On January 20, 2024, the U.S. Court of Federal Claims struck down a 2022 Executive Order which required construction contractors to collaborate with unions in order to be considered for large-scale federal construction projects. In invalidating the Executive Order, the court agreed with the challenging contractors that the mandate runs afoul of the 1984 Competition in Contracting Act’s (better known as “CICA”) requirement for the federal contract bidding process to promote “full and open competition.”
The Executive Order was issued by then-President Biden on February 4, 2022, and established a mandate that was finalized by the Federal Acquisition Regulatory Council in late 2023. The mandate required construction contractors who bid on federal construction contracts in excess of $35 million to enter into a project labor agreement (“PLA”) with a construction trades union or unions. A PLA is a type of binding, pre-hire collective bargaining agreement between an employer and a union which, among other things, contains common labor and dispute resolution terms.
When the mandate was issued, numerous industry groups vehemently opposed the measure. Among other things, the critics of the mandate were concerned about construction contractors being at a disadvantage in the bidding process if they declined to work with a union. In addition, critics emphasized that the Executive Order would significantly increase construction costs, and direct large-scale construction contracts to unionized firms and union labor, all at the expense of taxpayers and federal laws and regulations requiring fair and open competition.

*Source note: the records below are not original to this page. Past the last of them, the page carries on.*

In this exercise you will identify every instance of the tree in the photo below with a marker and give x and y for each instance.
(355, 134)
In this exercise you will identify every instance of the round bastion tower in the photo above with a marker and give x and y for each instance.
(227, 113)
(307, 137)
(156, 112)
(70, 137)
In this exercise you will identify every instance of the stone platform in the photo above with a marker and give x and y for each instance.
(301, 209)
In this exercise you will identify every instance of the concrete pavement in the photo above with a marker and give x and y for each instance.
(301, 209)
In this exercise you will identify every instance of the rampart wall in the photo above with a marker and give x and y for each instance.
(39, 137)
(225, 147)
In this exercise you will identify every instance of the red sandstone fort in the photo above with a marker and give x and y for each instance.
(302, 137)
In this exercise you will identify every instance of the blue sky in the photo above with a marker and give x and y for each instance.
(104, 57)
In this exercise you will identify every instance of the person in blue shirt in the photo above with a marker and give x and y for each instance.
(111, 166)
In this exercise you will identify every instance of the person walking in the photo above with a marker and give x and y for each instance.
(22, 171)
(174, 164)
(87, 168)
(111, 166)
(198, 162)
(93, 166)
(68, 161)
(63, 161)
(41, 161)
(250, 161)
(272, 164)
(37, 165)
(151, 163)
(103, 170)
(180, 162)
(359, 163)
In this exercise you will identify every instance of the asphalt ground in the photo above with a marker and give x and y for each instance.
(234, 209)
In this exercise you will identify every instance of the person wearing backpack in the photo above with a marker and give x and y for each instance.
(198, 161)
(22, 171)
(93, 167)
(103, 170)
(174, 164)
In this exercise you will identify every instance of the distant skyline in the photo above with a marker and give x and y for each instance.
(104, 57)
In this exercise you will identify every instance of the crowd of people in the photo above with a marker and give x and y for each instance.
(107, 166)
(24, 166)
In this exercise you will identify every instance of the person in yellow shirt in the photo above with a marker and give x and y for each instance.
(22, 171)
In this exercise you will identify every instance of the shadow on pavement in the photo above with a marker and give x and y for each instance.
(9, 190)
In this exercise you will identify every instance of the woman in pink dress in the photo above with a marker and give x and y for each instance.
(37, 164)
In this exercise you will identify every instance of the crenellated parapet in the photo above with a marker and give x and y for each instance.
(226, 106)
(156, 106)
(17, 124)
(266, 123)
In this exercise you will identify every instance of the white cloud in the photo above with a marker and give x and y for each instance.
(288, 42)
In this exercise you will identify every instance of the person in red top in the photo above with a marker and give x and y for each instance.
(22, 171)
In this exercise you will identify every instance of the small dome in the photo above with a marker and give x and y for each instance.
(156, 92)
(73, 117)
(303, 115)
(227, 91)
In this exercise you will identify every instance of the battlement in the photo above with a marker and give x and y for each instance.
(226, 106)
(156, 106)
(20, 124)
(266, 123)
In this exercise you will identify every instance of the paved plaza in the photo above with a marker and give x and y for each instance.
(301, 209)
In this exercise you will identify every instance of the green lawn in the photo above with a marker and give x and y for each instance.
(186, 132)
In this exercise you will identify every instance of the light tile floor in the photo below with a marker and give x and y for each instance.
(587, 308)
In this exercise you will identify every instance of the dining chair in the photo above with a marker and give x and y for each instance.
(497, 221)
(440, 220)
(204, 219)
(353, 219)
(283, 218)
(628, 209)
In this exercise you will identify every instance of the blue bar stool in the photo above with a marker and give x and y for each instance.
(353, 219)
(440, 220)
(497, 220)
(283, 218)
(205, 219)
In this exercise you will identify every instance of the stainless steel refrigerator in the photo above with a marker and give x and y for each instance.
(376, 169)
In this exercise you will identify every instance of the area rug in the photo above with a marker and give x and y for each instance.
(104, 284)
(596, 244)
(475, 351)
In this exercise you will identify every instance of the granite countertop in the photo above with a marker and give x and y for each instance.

The Court of Federal Claims agreed with the critics of the mandate. According to Judge Holte, “the agencies’ implementation of the mandate – ignoring the agencies’ own market research concluding project labor agreements would be anticompetitive – [and that] relying solely on executive order presidential policy is arbitrary and capricious.” He further noted that, “the mandate stifles competition and violates the statutory directive that agencies must promote ‘full and open competition’ in federal procurements unless a statutory justification is properly invoked.” In this particular case, according to Judge Holte, “the statutory justification that the federal government attempted to invoke – Section 3306 of the U.S. Code, which ‘authorizes agencies to specify their needs’ – was not strong enough. In other words, “the statute would need to be more direct and specific in order for the government to claim that it supports requiring contractors to enter a PLA.”